—Judgment unanimously affirmed. Memorandum: We reject defendant’s contention that errors in the court’s charge require reversal of defendant’s conviction of murder in the second degree. The court’s charge on reasonable doubt, as a whole, conveyed the proper standard to the jury and was not confusing. The court’s "no inference” charge was "consistent in substance with the intent of the statute” (People v Gonzalez, 72 AD2d 508; see, CPL 300.10 [2]) and did not go beyond the plain and simple language of the statute (cf., People v La Dolce, 196 AD2d 49). Defendant did not object to the court’s charge on accomplice corroboration, and therefore, that issue has not been preserved for our review (see, CPL 470.05 [2]; People v Velasquez, 76 NY2d 905, 908). In any event, in light of the overwhelming corroborative evidence of defendant’s guilt, the error, if any, is harmless (see, People v Kimbrough, 155 AD2d 935, lv denied 75 NY2d 814; People v Mayo, 136 AD2d 748, lv denied 71 NY2d 71).

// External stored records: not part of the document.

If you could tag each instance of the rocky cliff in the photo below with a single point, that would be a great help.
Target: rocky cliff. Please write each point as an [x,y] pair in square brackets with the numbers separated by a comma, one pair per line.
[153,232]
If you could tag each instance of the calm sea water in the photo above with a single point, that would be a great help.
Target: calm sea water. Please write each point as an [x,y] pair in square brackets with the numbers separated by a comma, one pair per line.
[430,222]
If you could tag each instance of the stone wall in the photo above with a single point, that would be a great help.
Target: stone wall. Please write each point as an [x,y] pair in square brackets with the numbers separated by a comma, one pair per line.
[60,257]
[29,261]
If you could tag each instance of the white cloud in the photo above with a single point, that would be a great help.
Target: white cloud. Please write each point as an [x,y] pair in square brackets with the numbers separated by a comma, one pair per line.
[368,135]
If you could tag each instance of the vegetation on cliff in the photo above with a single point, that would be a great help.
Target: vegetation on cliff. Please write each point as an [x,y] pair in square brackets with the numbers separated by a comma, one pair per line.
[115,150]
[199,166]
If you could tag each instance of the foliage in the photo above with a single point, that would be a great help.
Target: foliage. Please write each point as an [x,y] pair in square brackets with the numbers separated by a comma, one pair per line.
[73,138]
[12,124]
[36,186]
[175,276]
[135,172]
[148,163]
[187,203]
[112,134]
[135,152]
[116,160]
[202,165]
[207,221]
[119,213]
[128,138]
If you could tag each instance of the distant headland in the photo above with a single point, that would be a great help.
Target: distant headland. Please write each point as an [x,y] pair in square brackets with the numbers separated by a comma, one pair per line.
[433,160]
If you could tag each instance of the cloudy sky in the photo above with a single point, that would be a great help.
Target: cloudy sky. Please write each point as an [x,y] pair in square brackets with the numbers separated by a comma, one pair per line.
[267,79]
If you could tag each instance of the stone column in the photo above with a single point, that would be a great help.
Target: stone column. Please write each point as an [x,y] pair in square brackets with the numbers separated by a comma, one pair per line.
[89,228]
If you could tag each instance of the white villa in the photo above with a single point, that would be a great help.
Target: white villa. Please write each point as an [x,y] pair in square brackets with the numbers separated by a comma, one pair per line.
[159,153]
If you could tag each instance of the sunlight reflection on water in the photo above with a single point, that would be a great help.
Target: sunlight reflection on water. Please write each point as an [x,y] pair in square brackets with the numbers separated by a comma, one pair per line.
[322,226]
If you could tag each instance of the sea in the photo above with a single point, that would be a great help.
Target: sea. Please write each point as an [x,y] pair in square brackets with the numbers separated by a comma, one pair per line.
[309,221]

We reject the contention of defendant that his right to be present at all material stages of the proceedings against him was violated when the court conducted an in-chambers conference with an FBI agent and an Assistant United States Attorney concerning a motion to quash a subpoena served by defense counsel. That conference did not involve "factual matters about which defendant might have peculiar knowledge that would be useful in advancing the defendant’s or countering the People’s position” (People v Dokes, 79 NY2d 656, 660). Similarly, defendant was not denied his fundamental right to be present at all material stages of the trial when the court questioned two sworn jurors for possible disqualification in defendant’s absence (see, People v Torres, 80 NY2d 944, 945; People v Williams, 202 AD2d 1004 [decided herewith]; People v Sanders, 199 AD2d 1011; People v Jack, 199 AD2d *1006980). Further, the contention of defendant that he is entitled to reversal or a remittal for a hearing to reconstruct the record of certain side-bar conferences conducted during the trial in his absence lacks merit because he has not alleged that his absence impacted his defense.
Finally, we conclude that the verdict is not against the weight of the evidence (see, People v Bleakley, 69 NY2d 490, 495), that the prosecutor met his obligation under Brady v Maryland (373 US 83) to disclose falsehoods in witnesses’ testimony regarding promises of leniency (see, People v Stead-man, 82 NY2d 1), and that the sentence imposed is not unduly harsh or severe. (Appeal from Judgment of Supreme Court, Erie County, Marshall, J. — Murder, 2nd Degree.) Present— Pine, J. P., Fallon, Callahan, Davis and Boehm, JJ.